Degrees among persons who are not ascendants or descendants but come from a common ancestor [Article 964 par3]
i. Direct and Collateral – importance of distinction: the direct is preferred over the collateral.
ii. Descending direct and Ascending direct – importance of distinction – the descending is preferred over the ascending.
Full blood relationship
Full blood relationship is that existing between persons who have the same father and the same mother.
Half blood relationship
Half blood relationship is that existing between persons who have the same father, but not the same mother, or the same mother, but not the same father.
The following are incapable of succeeding by reason of unworthiness:
- Parents who have abandoned their children or induced their daughters to lead a corrupt or immoral life, or attempted against their virtue;
- Any person who has been convicted of an attempt against the life of the testator, his or her spouse, descendants, or ascendants;
- Any person who has accused the testator of a crime for which the law prescribes imprisonment for six years or more, if the accusation has been found groundless;
- Any heir of full age (21) who, having knowledge of the violent death of the testator, should fail to report it to an officer of the law within a month, unless the authorities have already taken action; this prohibition shall not apply to cases wherein, according to law, there is no obligation to make an accusation;
- Any person convicted of adultery or concubinage with the spouse of the testator;
- Any person who by fraud, violence, intimidation, or undue influence should cause the testator to make a will or to change one already made;
- Any person who by the same means prevents another from making a will, or from revoking one already made, or who supplants, conceals, or alters the latter’s will;
- Any person who falsifies or forges a supposed will of the decedent.
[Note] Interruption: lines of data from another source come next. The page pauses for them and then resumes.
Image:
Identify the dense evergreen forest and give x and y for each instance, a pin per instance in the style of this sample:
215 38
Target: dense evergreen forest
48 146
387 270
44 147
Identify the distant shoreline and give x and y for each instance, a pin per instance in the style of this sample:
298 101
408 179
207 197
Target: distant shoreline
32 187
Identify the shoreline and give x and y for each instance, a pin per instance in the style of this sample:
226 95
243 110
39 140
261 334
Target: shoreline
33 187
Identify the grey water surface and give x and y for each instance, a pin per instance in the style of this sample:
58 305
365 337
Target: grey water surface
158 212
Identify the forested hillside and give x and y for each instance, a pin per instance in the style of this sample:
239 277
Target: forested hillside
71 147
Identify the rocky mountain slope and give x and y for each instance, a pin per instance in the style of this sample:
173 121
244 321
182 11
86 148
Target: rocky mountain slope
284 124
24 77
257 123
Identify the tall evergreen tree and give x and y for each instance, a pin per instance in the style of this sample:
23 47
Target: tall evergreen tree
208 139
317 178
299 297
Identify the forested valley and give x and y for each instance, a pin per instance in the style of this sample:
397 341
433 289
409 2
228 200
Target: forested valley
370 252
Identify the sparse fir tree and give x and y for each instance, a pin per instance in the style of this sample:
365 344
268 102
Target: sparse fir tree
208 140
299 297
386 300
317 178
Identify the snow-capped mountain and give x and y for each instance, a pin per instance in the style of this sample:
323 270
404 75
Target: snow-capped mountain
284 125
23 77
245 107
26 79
The cause of unworthiness shall be without effect if the testator had knowledge thereof at the time he made the will, or if, having known of them subsequently, he should condone them in writing.
In order to judge the capacity of the heir, devisee or legatee, his qualification at the time of the death of the decedent shall be the criterion. In cases falling under Nos. 2, 3, or 5 of article 1032, it shall be necessary to wait until final judgment is rendered, and in the case falling under No. 4, the expiration of the month allowed for the report. If the institution, devise or legacy should be conditional, the time of the compliance with the condition shall also be considered.
Number 4 has no application because there is no obligation to accuse. There is no law that obligates to accuse. Only a civic or moral duty but not a legal duty. ?????
Numbers 6, 7 and 8 cover six (6) cases of acts relating to a will:
a. Causing the testator to make a will
b. Causing the testator to change an existing will
c. Preventing the decedent from making a will
d. Preventing the testator from revoking his will
e. Supplanting, concealing, or altering the testator’s will.
f. Falsifying or forging a supposed will of the decedent.
Capacity to succeed is governed by
the law of the nation of the decedent
What are regulated by the national law of the person whose succession is under consideration?
- order of succession
- amount of successional rights
- intrinsic validity of testamentary provisions
However, intestate and testamentary successions, both with respect to the order of succession and to the amount of successional rights and to the intrinsic validity of testamentary provisions, shall be regulated by the national law of the person whose succession is under consideration, whatever may be the nature of the property and regardless of the country wherein said property may be found.